Art. 28 A aplicação da penalidade prevista no § 1º do artigo anterior
dependerá da Resolução baixada pelo Presidente e aprovada pela totalidade dos membros
do respectivo Conselho Regional.
CAPÍTULO X
DAS DISPOSIÇÕES FINAIS E TRANSITÓRIAS
Art. 29 Os processos de aplicações das normas e procedimentos estabelecidos
neste Regulamento serão fixados em Regimento Interno.
Art. 30 Os membros do Conselho de que trata este Decreto perceberão, por
sessão a que comparecerem, gratificação correspondente à categoria A do
artigo 3º do Decreto Nº 55.090, de 28 de novembro de 1964.
Parágrafo único. O número de sessões ordinárias será fixado em
Regimento Interno, limitado, no entanto, para os fins de gratificação aqui referida, a
um máximo de 8 (oito) mensais.
Art. 31 Enquanto não forem constituídos os Conselhos Regionais em todas as
capitais das Unidades da Federação, o Conselho Federal, mediante Resolução, poderá
estender a jurisdição dos Conselhos Regionais já instalados.
Parágrafo único. No caso deste artigo, caberá às Delegacias Regionais do
Ministério do Trabalho e Previdência Social determinar a regional de jurisdição.
Art. 32 Até que se processem as eleições e a instalação dos Conselhos
Regionais e quanto não for aplicado o disposto no artigo anterior, competirá ao Conselho
Federal o estudo e o registro dos processos em tramitação nas Delegacias Regionais do
Trabalho do Ministério do Trabalho e Previdência Social.
Parágrafo único. Para o cumprimento do disposto neste artigo, o Ministério
do Trabalho e Previdência Social determinará às Delegacias Regionais do Trabalho a
entrega dos processos ao Conselho Federal.
Art. 33 Providos os registros a que se refere o Capítulo VIII deste
Regulamento, o Conselho Federal expedirá certificados provisórios autorizados do
exercício da atividade profissional de Relações Públicas.

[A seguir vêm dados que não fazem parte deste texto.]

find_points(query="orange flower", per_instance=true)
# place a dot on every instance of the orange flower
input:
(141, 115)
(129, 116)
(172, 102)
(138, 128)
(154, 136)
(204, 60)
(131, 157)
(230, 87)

Parágrafo único. Os certificados provisórios serão substituídos,
oportunamente, pelas Carteiras de Identidade Profissional e pelos Certificados de Registro
aludidos na letra f do artigo 10.
Art. 34 O Conselho Federal promoverá, até 180 (cento e oitenta) dias, a
partir da publicação deste Decreto, as eleições para a formação de Conselhos
Regionais.
Art. 35 O Conselho Federal dos Profissionais de Relações Públicas
CFPRP publicará no Diário Oficial o Código de Ética profissional, elaborado de acordo
com o artigo 2º, letra i do Decreto-Lei Nº 860, de 11 de setembro de 1969,
para os efeitos nele previstos.
Art. 36 Na execução deste Regulamento, os casos omissos serão resolvidos
pelo Conselho Federal de Profissionais de Relações Públicas.
Art. 37 Este Decreto entrará em vigor na data de sua publicação, revogadas
as disposições em contrário.
Brasília, 4 de maio de 1971: 150º da Independência e 83º da República.